Whistler's skiing experience is a bit different for a European; for a start, the paucity of cafes on the hill means that opportunities to start the apres ski early are a bit limited (and there is something of an unwritten rule to not get too stuck into the lunchtime beers, particularly if you're planning on doing anything challenging during the afternoon). The second difference is that the lifts close (in late January at least) at 3pm at the latest, with the more remote or less popular lifts closing any time between 2pm and 2.30pm. This means that there's a need to be mindful when planning your day, and a need to start early! Whistler encourages this through the "Fresh Tracks" breakfast.

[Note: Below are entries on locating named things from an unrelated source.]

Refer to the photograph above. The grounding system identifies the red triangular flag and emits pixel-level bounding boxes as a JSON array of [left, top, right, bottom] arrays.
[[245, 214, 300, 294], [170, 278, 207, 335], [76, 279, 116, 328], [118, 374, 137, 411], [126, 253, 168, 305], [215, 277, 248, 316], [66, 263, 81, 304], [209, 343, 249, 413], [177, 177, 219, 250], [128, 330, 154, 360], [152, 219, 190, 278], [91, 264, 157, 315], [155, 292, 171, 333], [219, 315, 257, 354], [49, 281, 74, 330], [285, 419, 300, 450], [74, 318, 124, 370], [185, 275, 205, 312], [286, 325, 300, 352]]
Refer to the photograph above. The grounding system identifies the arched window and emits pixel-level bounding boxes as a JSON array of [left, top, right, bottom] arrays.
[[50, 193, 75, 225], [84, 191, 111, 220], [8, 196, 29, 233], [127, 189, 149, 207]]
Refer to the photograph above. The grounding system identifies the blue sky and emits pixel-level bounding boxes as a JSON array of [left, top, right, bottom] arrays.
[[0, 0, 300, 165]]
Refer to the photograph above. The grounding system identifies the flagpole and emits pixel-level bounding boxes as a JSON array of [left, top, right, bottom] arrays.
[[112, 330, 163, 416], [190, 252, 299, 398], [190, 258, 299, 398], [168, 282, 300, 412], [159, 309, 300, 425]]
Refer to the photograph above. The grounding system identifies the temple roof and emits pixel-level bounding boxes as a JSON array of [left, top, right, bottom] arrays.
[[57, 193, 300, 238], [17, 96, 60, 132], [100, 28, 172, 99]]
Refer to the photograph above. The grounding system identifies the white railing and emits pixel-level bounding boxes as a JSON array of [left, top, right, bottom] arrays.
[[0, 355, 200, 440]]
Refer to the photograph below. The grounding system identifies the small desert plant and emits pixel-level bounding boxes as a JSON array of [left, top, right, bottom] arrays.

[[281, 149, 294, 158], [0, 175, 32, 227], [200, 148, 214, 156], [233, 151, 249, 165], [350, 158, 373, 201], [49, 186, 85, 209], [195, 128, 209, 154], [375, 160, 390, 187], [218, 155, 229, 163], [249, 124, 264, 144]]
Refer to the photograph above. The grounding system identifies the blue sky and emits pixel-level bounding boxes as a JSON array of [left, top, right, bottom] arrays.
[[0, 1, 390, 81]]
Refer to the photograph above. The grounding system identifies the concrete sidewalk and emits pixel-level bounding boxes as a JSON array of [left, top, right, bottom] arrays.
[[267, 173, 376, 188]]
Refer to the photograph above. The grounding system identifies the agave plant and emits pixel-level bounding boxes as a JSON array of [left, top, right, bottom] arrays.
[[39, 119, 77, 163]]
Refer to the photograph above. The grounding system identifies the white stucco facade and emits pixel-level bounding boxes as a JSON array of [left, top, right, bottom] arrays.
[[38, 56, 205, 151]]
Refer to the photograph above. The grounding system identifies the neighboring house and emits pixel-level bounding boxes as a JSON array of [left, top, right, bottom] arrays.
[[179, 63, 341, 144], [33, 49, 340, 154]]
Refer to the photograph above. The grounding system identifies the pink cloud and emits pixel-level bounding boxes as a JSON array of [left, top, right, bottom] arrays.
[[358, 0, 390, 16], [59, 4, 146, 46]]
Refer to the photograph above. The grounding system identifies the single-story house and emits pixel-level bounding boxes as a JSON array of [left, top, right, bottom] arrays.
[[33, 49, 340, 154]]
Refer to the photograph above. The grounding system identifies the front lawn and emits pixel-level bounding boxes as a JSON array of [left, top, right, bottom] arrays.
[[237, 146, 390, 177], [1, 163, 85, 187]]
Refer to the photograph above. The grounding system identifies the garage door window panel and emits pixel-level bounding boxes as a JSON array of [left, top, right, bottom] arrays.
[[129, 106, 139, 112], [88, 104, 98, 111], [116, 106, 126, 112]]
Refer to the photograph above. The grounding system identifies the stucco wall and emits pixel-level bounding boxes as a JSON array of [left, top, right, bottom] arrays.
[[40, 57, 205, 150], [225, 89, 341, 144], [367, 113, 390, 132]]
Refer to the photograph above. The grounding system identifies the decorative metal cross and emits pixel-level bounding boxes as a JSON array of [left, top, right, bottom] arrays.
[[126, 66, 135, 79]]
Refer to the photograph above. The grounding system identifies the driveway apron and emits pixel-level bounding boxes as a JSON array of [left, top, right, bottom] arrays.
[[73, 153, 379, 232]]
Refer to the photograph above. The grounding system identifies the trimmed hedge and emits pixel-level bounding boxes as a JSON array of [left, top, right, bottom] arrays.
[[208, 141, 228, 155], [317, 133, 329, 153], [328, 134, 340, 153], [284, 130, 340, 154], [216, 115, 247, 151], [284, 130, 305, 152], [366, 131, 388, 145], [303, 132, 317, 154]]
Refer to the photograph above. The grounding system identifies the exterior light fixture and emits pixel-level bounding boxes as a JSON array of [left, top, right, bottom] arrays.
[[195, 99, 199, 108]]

"Fresh Tracks" is a ticket which you can buy in addition to your lift pass; two tickets (for any day of our stay) were included in the package that we travelled on. Lifts are available from 7am and bleary-eyed skiers and boarders catch the Whistler Village Gondola up to the Roundhouse Restaurant, with fantastic views around the valley and to the surrounding mountains. Nature's Path Organic Food provide a breakfast which includes a fry-up, pancakes, pastries, fruit and cereal; you can return as many times as you like, while the caffeine works its magic and you start to appreciate the panoramic view and empty pistes. The alarm sounds; the scramble for the door starts as the pistes are declared open and the skiing day begins. We arrived somewhat after 8am – very much a late arrival – but it was still the earliest start I think we've ever managed on a skiing holiday. We gorged ourselves (fruit and pancakes for me; bacon, eggs and hash browns for Dave) and then headed out of the door.
We chose a nice easy route for our start, and although the new snow was a bit thin on the ground, the groomed piste (Marmots) was empty and wide open in the sunshine. We scooted down and it proved a great way to start the day, although it meant I needed a break for a hot chocolate and a snack at about 10.30am!